Oliver decides he can't leave The Island without rescuing Yao Fei, but he gets captured by Fryers, who is pretty confused as to how Oliver is still alive when he saw Yao Fei "kill" him with the Million Dollar Dream and throw him off a cliff. Despite Slade's threats that he'd leave in three hours whether Oliver's back with Yao Fei or not, Slade couldn't abandon his new student, or maybe he just wanted a crack at revenge against his old pal Wintergreen. Deathstroke vs. Deathstroke ended with Slade finishing off Wintergreen with the ol' sword in the eye.

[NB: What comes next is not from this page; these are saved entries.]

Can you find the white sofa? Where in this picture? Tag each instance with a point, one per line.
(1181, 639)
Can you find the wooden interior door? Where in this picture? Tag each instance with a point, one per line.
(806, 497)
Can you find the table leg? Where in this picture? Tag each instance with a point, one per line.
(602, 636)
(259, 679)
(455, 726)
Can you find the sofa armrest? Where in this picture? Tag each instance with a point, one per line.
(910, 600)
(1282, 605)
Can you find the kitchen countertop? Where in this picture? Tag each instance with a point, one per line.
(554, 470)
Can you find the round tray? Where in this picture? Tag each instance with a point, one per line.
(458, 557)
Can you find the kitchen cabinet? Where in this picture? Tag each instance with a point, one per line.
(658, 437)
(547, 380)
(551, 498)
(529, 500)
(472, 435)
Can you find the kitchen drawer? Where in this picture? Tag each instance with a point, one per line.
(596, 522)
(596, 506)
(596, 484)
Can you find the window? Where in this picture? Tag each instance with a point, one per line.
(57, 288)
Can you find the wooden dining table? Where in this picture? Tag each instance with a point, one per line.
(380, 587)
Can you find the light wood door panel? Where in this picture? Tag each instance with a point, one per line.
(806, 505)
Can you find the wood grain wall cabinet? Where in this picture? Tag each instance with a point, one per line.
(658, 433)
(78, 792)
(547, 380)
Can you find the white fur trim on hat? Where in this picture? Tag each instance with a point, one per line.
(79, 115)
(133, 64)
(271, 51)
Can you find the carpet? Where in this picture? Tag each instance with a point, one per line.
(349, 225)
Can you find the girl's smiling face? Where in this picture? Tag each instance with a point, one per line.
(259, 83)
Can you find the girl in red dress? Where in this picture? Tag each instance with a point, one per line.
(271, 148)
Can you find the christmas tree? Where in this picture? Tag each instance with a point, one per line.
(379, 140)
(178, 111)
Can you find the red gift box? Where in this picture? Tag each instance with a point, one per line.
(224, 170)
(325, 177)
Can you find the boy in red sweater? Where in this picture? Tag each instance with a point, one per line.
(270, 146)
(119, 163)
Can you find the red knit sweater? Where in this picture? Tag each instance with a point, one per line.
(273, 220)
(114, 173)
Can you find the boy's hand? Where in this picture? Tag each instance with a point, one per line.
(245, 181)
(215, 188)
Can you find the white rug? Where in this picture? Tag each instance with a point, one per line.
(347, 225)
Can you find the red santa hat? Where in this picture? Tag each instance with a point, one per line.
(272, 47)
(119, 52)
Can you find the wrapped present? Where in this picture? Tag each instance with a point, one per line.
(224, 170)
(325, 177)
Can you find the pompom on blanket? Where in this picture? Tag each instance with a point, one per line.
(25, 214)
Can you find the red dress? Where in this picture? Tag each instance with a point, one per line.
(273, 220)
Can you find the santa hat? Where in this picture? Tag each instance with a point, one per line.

Later, Oliver shows he did learn a thing or two when he performed the gun-disarm trick Slade taught him on a soldier. But this younger Oliver isn't yet a killer. In the end, Slade and Oliver remain stuck on The Island with Fryers and his men somehow unable to locate the crashed airplane remains they're camped out in. Maybe the Smoke Monster is keeping Fryers at bay.

Back in present day, Oliver survives a heart attack scare and awakens as scruffy and self-righteously stubborn as ever. Felicity spent her downtime in the Arrow Cave upgrading their network and systems and hacking the police crime lab to have Oliver's blood sample destroyed, but she turns down Oliver's offer of regular membership in the Arrow League. She's in only as far as finding Walter, she doesn't want to be Chloe Sullivan running Watchtower. It's clear Diggle enjoys having someone smart and reasonable to talk to; female doesn't hurt either. We learn of some bad stuff Diggle did in Afganistan as well, being forced to kill a child to protect a Shah he knows is "a human piece of garbage" because that was his job. Felicity raises the moral and ethical questions about killing that is at the heart of this series. Is Oliver a bad man because he kills or is he good because of who he kills?

The best episode of Arrow so far ends with Oliver right back to normal, lying to his mom as his mom lies to him and pretending he's not in horrible pain from his gunshot wound as Moira hugs him. Such a mama's boy.